Tu peux le faire. Tu l’as repoussé lui, tu peux faire ça.
Celui de mon quartier était fermé pour travaux. Descendue en ville. Tourné à pied pour trouver. Plus de batterie.
Tu peux le faire. Respire.
Ce matin, je n’ai pas voulu abdiquer. Je ne suis pas une victime. Je mettrais une jupe. Pour leur prouver. Je ne suis pas une victime.
Le commissariat est devant moi. Deux boutons pour sonner. Un de trop. Blocage. Une fois dedans, trois guichets, barrières à des bureaux lointains. Personne au guichet. Deux de trop. Je fige.
Tu peux le faire.
– C’est pour quoi ? me demande-t-on sans lever les yeux d’un écran.
Elle est à 2 mètres de moi. Ils sont beaucoup. Je suis seule.

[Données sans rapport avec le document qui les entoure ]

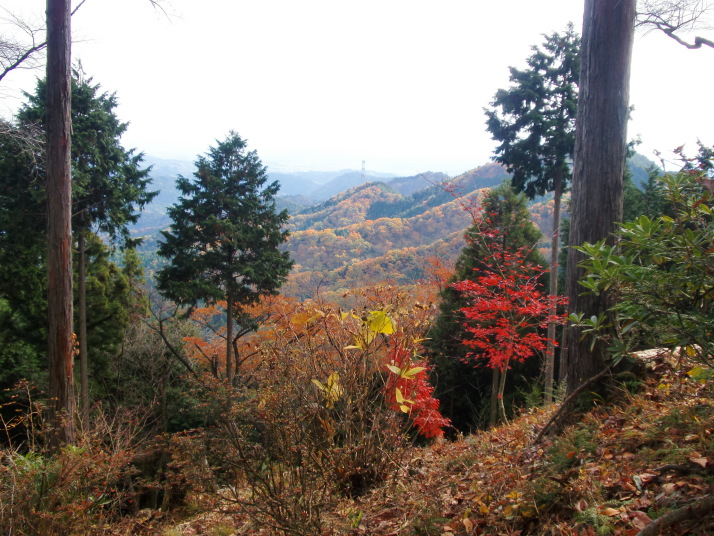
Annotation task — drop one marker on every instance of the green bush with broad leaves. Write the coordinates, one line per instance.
(660, 273)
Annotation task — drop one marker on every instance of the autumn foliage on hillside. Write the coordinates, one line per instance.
(371, 234)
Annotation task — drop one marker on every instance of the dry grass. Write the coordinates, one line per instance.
(619, 467)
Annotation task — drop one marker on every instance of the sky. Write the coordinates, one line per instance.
(328, 84)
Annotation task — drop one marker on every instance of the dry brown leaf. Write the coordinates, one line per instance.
(669, 488)
(639, 519)
(610, 512)
(701, 461)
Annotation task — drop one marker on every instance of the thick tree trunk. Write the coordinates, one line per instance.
(553, 310)
(59, 206)
(599, 161)
(83, 355)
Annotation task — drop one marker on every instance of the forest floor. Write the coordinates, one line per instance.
(642, 464)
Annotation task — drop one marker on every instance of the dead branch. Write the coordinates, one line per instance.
(569, 400)
(696, 510)
(672, 17)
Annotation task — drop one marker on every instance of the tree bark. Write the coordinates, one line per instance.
(493, 409)
(599, 161)
(229, 337)
(59, 205)
(553, 310)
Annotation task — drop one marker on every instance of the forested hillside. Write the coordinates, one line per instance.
(372, 233)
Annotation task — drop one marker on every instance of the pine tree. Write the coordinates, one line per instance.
(534, 121)
(225, 238)
(109, 186)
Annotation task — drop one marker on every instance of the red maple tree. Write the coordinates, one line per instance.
(508, 310)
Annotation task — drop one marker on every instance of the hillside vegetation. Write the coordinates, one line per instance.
(373, 233)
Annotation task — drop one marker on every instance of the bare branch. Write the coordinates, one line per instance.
(674, 17)
(18, 55)
(15, 54)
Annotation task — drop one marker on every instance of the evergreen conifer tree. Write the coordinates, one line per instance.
(534, 121)
(109, 186)
(461, 386)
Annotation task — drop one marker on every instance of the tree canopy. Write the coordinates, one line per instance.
(224, 241)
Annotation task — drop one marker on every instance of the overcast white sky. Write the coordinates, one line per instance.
(326, 84)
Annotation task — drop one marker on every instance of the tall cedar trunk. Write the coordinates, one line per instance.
(553, 310)
(229, 337)
(59, 206)
(83, 355)
(599, 161)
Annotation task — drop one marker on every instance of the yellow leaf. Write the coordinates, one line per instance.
(319, 385)
(381, 322)
(409, 374)
(399, 395)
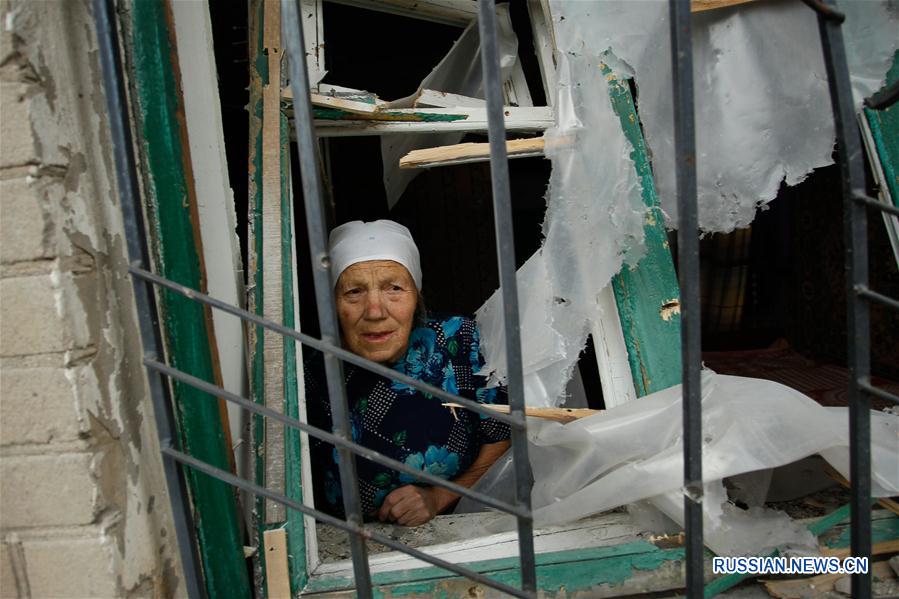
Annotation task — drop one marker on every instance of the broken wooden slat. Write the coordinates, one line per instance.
(277, 574)
(432, 120)
(701, 5)
(889, 504)
(345, 105)
(429, 98)
(272, 302)
(563, 415)
(469, 152)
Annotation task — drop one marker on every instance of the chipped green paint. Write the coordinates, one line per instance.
(171, 208)
(293, 481)
(334, 114)
(294, 524)
(574, 570)
(258, 78)
(885, 131)
(647, 294)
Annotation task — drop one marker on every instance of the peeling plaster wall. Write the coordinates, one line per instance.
(84, 505)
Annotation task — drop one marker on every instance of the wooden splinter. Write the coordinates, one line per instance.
(563, 415)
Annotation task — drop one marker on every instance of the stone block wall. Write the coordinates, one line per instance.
(83, 505)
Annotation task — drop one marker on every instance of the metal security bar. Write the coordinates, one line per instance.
(144, 282)
(688, 277)
(856, 202)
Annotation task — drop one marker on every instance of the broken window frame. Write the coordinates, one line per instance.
(859, 293)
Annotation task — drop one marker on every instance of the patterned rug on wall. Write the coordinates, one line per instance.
(825, 383)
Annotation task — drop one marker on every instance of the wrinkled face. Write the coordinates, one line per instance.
(376, 306)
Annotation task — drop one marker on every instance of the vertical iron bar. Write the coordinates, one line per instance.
(688, 275)
(313, 201)
(144, 298)
(505, 248)
(855, 236)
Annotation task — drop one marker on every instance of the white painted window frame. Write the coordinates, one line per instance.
(612, 360)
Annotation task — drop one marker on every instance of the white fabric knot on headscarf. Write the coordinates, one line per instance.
(358, 241)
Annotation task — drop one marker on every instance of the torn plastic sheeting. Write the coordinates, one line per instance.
(635, 452)
(762, 102)
(459, 72)
(594, 223)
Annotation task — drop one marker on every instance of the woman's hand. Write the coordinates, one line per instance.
(410, 505)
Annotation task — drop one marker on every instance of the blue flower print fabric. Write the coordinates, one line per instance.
(401, 422)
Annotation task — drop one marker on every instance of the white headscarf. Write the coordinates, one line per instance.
(358, 241)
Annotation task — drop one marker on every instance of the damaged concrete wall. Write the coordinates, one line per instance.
(84, 505)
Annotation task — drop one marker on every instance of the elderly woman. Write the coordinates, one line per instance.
(377, 284)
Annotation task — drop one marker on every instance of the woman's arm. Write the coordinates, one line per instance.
(412, 505)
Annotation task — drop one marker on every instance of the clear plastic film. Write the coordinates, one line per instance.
(594, 224)
(762, 104)
(459, 72)
(634, 452)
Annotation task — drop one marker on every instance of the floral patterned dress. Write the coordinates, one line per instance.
(401, 422)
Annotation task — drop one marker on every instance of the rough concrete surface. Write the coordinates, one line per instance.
(84, 504)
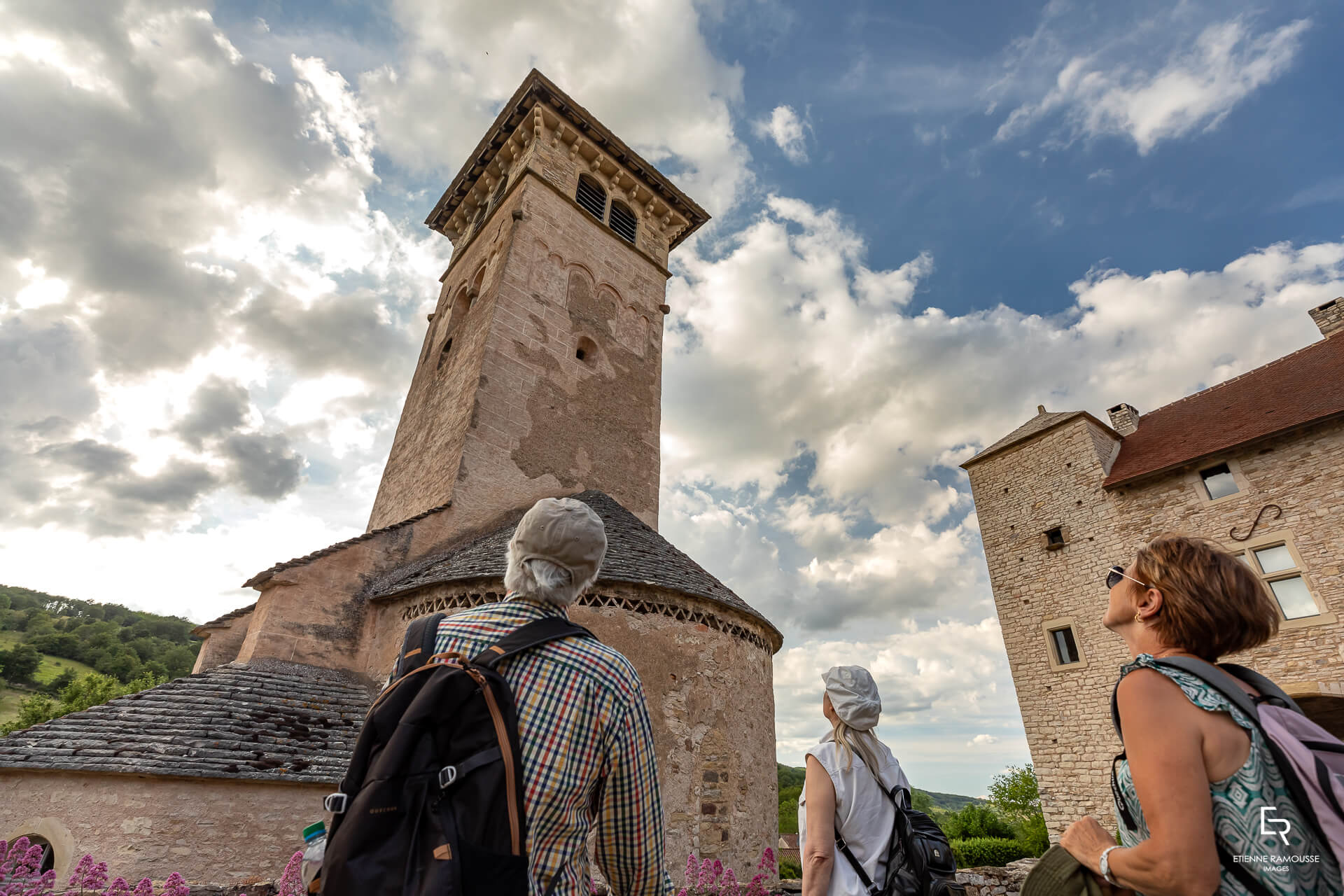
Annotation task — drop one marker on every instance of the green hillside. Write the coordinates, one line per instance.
(71, 638)
(790, 786)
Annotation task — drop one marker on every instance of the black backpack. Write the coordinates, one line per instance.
(433, 798)
(920, 860)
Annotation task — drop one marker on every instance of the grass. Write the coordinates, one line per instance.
(49, 671)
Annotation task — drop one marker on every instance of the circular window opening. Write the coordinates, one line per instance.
(587, 351)
(49, 855)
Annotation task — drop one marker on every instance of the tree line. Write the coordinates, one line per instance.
(121, 644)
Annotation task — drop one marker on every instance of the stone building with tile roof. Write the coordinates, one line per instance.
(1256, 464)
(539, 377)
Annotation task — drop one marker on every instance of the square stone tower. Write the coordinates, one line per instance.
(540, 372)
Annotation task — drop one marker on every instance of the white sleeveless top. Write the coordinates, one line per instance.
(864, 814)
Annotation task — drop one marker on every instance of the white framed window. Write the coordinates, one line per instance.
(1276, 561)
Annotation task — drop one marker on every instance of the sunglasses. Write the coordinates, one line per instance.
(1116, 574)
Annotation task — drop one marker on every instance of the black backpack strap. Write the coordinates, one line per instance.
(854, 862)
(419, 644)
(527, 637)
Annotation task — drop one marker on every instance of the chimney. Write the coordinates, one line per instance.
(1124, 418)
(1329, 316)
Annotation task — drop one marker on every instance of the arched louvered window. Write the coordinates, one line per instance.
(499, 191)
(592, 197)
(476, 222)
(624, 220)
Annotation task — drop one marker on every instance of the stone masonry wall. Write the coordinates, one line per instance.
(1056, 480)
(209, 830)
(510, 414)
(711, 706)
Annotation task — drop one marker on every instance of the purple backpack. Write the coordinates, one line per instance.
(1310, 758)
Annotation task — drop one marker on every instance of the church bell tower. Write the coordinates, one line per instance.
(540, 371)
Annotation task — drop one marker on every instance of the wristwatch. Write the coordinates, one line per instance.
(1105, 865)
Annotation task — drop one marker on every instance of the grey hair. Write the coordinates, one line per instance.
(542, 580)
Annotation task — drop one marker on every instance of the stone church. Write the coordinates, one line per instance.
(1256, 464)
(539, 377)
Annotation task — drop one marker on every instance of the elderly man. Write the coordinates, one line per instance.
(588, 747)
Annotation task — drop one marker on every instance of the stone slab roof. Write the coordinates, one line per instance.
(1282, 396)
(635, 552)
(539, 88)
(332, 548)
(267, 720)
(1035, 426)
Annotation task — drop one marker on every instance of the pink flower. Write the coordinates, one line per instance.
(81, 872)
(175, 886)
(706, 879)
(290, 883)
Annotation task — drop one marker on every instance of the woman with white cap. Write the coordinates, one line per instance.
(846, 790)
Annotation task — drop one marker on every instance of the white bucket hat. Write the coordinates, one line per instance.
(854, 695)
(564, 531)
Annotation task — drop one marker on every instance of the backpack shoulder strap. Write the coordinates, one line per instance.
(419, 644)
(1262, 684)
(528, 636)
(1219, 680)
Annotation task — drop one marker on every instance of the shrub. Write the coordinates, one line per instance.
(987, 852)
(1032, 834)
(976, 821)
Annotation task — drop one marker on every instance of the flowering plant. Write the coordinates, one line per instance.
(22, 860)
(713, 879)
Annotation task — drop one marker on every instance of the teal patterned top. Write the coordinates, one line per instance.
(1237, 808)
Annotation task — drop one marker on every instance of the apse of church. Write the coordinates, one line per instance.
(539, 377)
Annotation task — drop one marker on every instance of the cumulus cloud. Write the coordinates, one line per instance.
(1191, 90)
(183, 227)
(672, 102)
(787, 131)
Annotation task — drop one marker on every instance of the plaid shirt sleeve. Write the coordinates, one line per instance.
(631, 839)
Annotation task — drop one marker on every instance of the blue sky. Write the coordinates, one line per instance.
(927, 219)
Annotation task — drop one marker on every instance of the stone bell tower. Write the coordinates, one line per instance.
(540, 372)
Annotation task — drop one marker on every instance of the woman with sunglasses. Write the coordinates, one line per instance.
(1198, 774)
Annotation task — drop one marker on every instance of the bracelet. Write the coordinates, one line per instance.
(1105, 865)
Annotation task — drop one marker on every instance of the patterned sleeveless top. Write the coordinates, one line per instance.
(1237, 809)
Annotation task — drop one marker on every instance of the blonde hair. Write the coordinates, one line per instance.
(850, 742)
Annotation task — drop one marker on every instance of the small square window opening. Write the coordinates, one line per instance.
(1219, 481)
(1065, 645)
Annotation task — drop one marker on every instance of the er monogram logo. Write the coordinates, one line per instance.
(1280, 825)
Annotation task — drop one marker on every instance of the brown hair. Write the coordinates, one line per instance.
(1212, 603)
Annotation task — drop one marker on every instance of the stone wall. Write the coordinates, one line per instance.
(209, 830)
(507, 414)
(1056, 480)
(711, 706)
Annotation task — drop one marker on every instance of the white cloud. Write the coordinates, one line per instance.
(787, 131)
(672, 99)
(1193, 90)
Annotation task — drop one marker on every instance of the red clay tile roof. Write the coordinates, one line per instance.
(1296, 390)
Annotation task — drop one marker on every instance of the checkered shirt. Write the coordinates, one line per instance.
(587, 746)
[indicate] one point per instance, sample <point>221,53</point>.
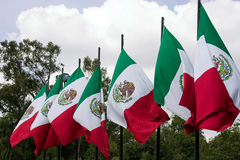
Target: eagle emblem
<point>67,96</point>
<point>27,112</point>
<point>46,107</point>
<point>97,108</point>
<point>223,67</point>
<point>122,92</point>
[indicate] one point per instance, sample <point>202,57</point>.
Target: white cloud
<point>79,34</point>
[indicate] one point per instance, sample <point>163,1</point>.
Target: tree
<point>26,67</point>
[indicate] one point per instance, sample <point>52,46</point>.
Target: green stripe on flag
<point>78,73</point>
<point>94,86</point>
<point>56,87</point>
<point>123,62</point>
<point>167,65</point>
<point>206,28</point>
<point>42,91</point>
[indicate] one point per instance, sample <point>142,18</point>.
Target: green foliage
<point>26,67</point>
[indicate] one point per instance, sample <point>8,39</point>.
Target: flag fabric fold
<point>42,132</point>
<point>216,77</point>
<point>61,113</point>
<point>22,130</point>
<point>173,80</point>
<point>130,100</point>
<point>90,113</point>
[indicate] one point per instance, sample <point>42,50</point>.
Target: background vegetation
<point>25,67</point>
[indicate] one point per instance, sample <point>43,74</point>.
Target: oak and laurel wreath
<point>181,82</point>
<point>61,97</point>
<point>119,95</point>
<point>230,67</point>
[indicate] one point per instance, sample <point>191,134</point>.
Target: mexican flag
<point>22,130</point>
<point>216,78</point>
<point>130,100</point>
<point>42,132</point>
<point>173,80</point>
<point>61,113</point>
<point>90,113</point>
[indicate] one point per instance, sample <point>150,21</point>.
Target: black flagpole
<point>121,128</point>
<point>44,151</point>
<point>96,152</point>
<point>60,144</point>
<point>77,141</point>
<point>158,129</point>
<point>197,132</point>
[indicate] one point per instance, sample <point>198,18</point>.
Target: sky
<point>79,27</point>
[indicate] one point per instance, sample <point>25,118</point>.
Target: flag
<point>130,100</point>
<point>42,132</point>
<point>22,130</point>
<point>61,113</point>
<point>216,77</point>
<point>173,80</point>
<point>90,113</point>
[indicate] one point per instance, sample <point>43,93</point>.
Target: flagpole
<point>158,129</point>
<point>96,152</point>
<point>60,144</point>
<point>197,132</point>
<point>121,128</point>
<point>44,151</point>
<point>76,141</point>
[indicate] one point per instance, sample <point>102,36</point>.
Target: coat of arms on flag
<point>223,67</point>
<point>122,92</point>
<point>67,96</point>
<point>97,108</point>
<point>27,112</point>
<point>46,107</point>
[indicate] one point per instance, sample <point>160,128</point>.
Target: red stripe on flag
<point>215,108</point>
<point>44,137</point>
<point>66,127</point>
<point>144,117</point>
<point>22,132</point>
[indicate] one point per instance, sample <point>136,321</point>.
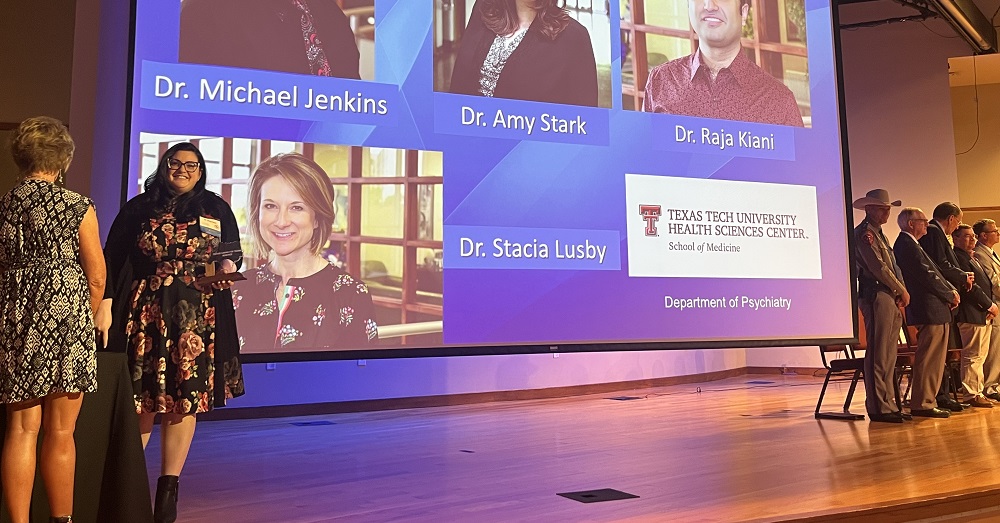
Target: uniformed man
<point>880,294</point>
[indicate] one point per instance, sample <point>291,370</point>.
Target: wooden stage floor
<point>738,450</point>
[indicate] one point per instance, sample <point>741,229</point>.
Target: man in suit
<point>937,244</point>
<point>974,314</point>
<point>987,235</point>
<point>932,299</point>
<point>880,294</point>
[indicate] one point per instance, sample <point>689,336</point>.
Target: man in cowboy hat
<point>880,294</point>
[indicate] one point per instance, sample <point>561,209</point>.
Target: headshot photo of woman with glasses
<point>180,334</point>
<point>297,300</point>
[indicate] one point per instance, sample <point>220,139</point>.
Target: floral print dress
<point>329,309</point>
<point>171,330</point>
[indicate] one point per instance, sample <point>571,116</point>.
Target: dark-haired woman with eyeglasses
<point>180,335</point>
<point>526,50</point>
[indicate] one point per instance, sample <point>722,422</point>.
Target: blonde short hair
<point>309,180</point>
<point>42,144</point>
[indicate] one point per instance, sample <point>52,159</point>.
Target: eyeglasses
<point>190,167</point>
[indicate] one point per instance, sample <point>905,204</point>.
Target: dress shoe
<point>930,413</point>
<point>981,402</point>
<point>892,417</point>
<point>950,404</point>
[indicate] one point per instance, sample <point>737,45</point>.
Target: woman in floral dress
<point>180,335</point>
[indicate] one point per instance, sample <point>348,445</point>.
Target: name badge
<point>210,226</point>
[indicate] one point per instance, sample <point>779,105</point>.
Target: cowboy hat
<point>878,197</point>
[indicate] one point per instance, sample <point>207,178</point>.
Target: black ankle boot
<point>165,509</point>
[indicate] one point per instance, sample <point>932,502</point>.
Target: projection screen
<point>606,176</point>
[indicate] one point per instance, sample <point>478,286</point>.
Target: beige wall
<point>35,67</point>
<point>977,135</point>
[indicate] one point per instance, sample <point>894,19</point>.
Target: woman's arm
<point>92,261</point>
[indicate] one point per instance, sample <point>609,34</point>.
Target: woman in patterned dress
<point>51,282</point>
<point>297,301</point>
<point>180,335</point>
<point>526,50</point>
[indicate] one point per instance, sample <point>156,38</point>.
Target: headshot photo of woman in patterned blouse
<point>535,50</point>
<point>311,37</point>
<point>297,300</point>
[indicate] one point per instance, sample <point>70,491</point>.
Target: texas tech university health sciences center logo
<point>650,213</point>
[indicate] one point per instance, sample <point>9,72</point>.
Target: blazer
<point>937,246</point>
<point>560,71</point>
<point>991,266</point>
<point>265,34</point>
<point>930,292</point>
<point>976,301</point>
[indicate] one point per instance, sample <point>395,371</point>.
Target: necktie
<point>318,63</point>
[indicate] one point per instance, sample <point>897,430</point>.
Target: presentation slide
<point>434,177</point>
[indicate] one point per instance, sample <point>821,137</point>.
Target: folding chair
<point>847,367</point>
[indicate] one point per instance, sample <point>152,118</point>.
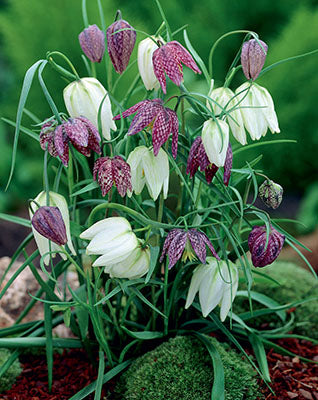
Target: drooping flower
<point>149,170</point>
<point>111,238</point>
<point>271,193</point>
<point>134,266</point>
<point>215,140</point>
<point>48,222</point>
<point>92,41</point>
<point>113,171</point>
<point>168,58</point>
<point>186,244</point>
<point>83,98</point>
<point>262,255</point>
<point>225,99</point>
<point>253,58</point>
<point>146,49</point>
<point>55,201</point>
<point>257,109</point>
<point>162,119</point>
<point>217,285</point>
<point>79,131</point>
<point>199,159</point>
<point>120,44</point>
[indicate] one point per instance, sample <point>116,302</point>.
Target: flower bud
<point>121,44</point>
<point>92,41</point>
<point>271,193</point>
<point>262,255</point>
<point>49,223</point>
<point>253,58</point>
<point>83,98</point>
<point>146,49</point>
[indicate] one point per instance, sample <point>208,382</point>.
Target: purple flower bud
<point>121,44</point>
<point>92,41</point>
<point>49,223</point>
<point>262,256</point>
<point>271,193</point>
<point>253,58</point>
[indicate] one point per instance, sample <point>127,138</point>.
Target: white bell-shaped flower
<point>83,98</point>
<point>55,200</point>
<point>225,98</point>
<point>150,170</point>
<point>216,283</point>
<point>257,109</point>
<point>145,51</point>
<point>215,139</point>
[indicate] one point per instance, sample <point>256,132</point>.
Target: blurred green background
<point>29,28</point>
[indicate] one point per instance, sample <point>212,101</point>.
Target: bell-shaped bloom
<point>83,98</point>
<point>187,244</point>
<point>168,59</point>
<point>146,49</point>
<point>217,284</point>
<point>257,109</point>
<point>48,222</point>
<point>253,58</point>
<point>111,238</point>
<point>149,170</point>
<point>271,193</point>
<point>120,44</point>
<point>58,201</point>
<point>215,140</point>
<point>79,131</point>
<point>92,41</point>
<point>262,255</point>
<point>199,159</point>
<point>226,101</point>
<point>162,119</point>
<point>133,267</point>
<point>113,171</point>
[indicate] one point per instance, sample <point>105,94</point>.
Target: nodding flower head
<point>168,59</point>
<point>187,244</point>
<point>199,159</point>
<point>92,41</point>
<point>253,58</point>
<point>262,255</point>
<point>162,119</point>
<point>113,170</point>
<point>79,131</point>
<point>121,38</point>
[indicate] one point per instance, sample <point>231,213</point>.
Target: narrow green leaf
<point>27,82</point>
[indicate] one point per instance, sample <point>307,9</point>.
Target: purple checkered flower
<point>162,119</point>
<point>185,243</point>
<point>79,131</point>
<point>253,58</point>
<point>198,159</point>
<point>168,58</point>
<point>92,41</point>
<point>48,222</point>
<point>257,241</point>
<point>121,44</point>
<point>113,170</point>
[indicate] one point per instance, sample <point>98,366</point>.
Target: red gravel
<point>72,371</point>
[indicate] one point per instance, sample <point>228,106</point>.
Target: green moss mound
<point>8,379</point>
<point>296,283</point>
<point>182,369</point>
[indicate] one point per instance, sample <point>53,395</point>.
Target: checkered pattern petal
<point>121,175</point>
<point>198,244</point>
<point>228,165</point>
<point>171,235</point>
<point>161,129</point>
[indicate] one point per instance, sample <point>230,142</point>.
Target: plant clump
<point>181,368</point>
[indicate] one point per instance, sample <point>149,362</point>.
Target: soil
<point>291,377</point>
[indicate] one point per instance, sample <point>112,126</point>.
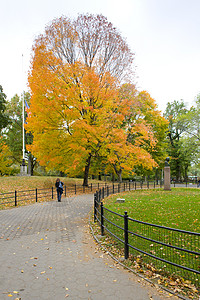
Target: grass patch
<point>26,189</point>
<point>178,208</point>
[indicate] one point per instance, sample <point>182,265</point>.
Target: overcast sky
<point>163,34</point>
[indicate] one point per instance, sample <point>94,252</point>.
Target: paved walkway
<point>47,253</point>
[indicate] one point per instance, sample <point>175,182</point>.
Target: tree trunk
<point>86,172</point>
<point>118,173</point>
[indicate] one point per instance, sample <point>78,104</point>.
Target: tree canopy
<point>81,109</point>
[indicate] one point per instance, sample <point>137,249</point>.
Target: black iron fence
<point>35,195</point>
<point>169,250</point>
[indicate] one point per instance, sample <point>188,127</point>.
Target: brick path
<point>47,253</point>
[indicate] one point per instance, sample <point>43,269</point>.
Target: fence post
<point>15,198</point>
<point>126,247</point>
<point>95,203</point>
<point>102,225</point>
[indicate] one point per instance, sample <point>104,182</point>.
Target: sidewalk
<point>47,253</point>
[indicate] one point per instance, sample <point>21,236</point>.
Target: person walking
<point>59,186</point>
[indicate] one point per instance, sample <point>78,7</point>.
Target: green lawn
<point>178,208</point>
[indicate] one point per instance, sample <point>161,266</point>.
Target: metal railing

– Déposer une main courante.
– Quoi ?
Ben non c’est pas assez fort pétasse mais tu es trop loin. Et tu comprends rien toi. Tu y comprends rien à chacun de ces mots qui m’écorchent la gorge. Essaye-toi de parler en crachant du verre.
-Je me suis fait agresser.
– Quand ?
– Vendredi.
– Vous êtes blessée, vous avez des marques ?
– Non.
Toujours ces 2 mètres et tous ces autres gens qui nous séparent.
– Mais alors, qu’est-ce que vous voulez bien qu’on y fasse ? Fallait venir vendredi.
Elle ne lève pas les yeux de son écran.
Tu peux le faire. Il ne t’a pas arrêté, elle ne t’arrêtera pas.
– Je veux déposer une main courante.
– Pourquoi ?
– Tentative de viol.
Elle se lève. Me regarde pour la première fois
Voilà donc la locution magique qui ouvre des portes. TENTATIVE DE VIOL.